Create one Security Group for accessing the Application from outside AWS
The next prerequisite step is to open port 80 to the outside world. It is a kind of standard firewall open in networking terminology. In AWS, this can be achieved by creating/modifying one Security Group and assign to the EC2 instance. In the security group, we should only expose the required ports to the outside world for security reasons. For our scenario, we will only expose 80 and 22 for HTTP access and TCP access so that log in to the Ec2 instance through the terminal. And also access the web application from browser/REST client/another, outside client application.
AWS has good documentation as well on how to create a security group you can follow the below links or any other links that are available online.
https://docs.aws.amazon.com/vpc/latest/userguide/VPC_SecurityGroups.html
https://aws.amazon.com/premiumsupport/knowledge-center/connect-http-https-ec2/
ALSO READ
EC2 instance and deploy the application
Now we have completed the required prerequisite like unloading the jar file in S3 and creating a security group to open the port for access application, and finally the Ec2 role for S3 access.
Now we need to create one EC2 instance and deploy the application. To create an EC2 instance we need to do the below steps:
Login to AWS console and select EC2 service
Now create Launch Instance button from the EC2 landing page
Then select the AMI and go to the next page
Now select the instance type (Choose only the free tire eligible, else charges will apply)
Now in the instance details page, we need to select two important things, rest of the things you can keep as default like VPC, subnet, etc.
On this page, first select the IAM role that we have created earlier, in my case, I named that role as AmazonS3FullAccess
Then we need to paste the USER DATA into the Advance Details section. You can copy the whole code as motioned above/attached code base.
Now choose/edit the security group to allow HTTP traffic to port 80
Finally, choose one key pair and finish the instance creation step by clicking the Launch Instance button
Now go back to the EC2 landing page, and you will see an instance is being launched. Wait till the instance state is running and all status checks are completed. You can see those on the EC2 page itself
Now note down the public DNS/IP address from the instance description tab of the same page, we will use this DNS/IP to access the application
Access the application deployed in AWS
As we had noted the IP/DNS of the server where the application has been deployed, we can easily access the application with this IP/DNS.

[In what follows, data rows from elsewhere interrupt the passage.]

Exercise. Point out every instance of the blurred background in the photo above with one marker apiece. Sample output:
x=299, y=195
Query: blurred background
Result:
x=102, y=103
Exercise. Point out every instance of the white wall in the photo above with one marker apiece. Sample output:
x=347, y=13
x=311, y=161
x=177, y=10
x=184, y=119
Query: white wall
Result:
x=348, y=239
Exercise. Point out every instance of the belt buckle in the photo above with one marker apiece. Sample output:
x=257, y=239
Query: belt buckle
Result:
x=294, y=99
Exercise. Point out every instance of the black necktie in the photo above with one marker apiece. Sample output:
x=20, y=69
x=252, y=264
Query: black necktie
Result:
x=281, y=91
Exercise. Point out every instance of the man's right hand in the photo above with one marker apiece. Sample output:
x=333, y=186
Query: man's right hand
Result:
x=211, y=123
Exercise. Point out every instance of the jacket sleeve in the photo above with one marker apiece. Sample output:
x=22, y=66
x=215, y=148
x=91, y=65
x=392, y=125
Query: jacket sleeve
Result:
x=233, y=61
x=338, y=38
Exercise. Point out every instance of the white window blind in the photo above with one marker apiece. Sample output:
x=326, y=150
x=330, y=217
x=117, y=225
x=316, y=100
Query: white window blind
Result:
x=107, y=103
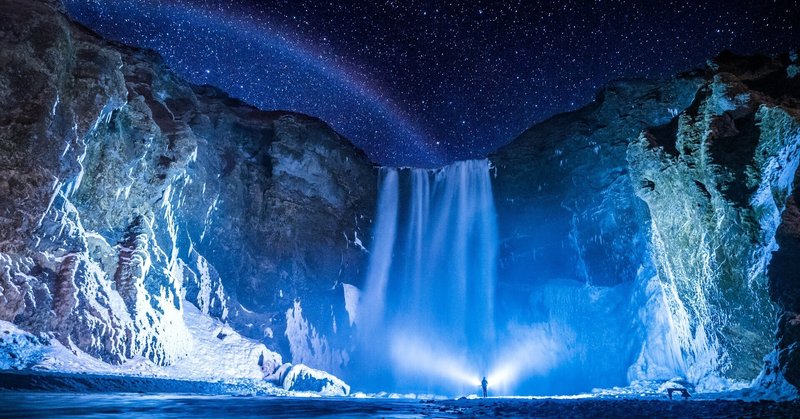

How to modernize a Java Spring application, refactor to #microservices on AWS using EC2 Container Service: https://t.co/9dLjP1unMQ pic.twitter.com/J8mpZAttcD
— Nathan Peck (@nathankpeck) July 11, 2017
Final Note
Congratulations, if everything goes well, you have now developed one sample spring boot REST web service, deployed it in a single EC2 instance, and can access that application from outside AWS. It is one way of deploying an application to EC2, there are other ways as well, which we will see in the next articles.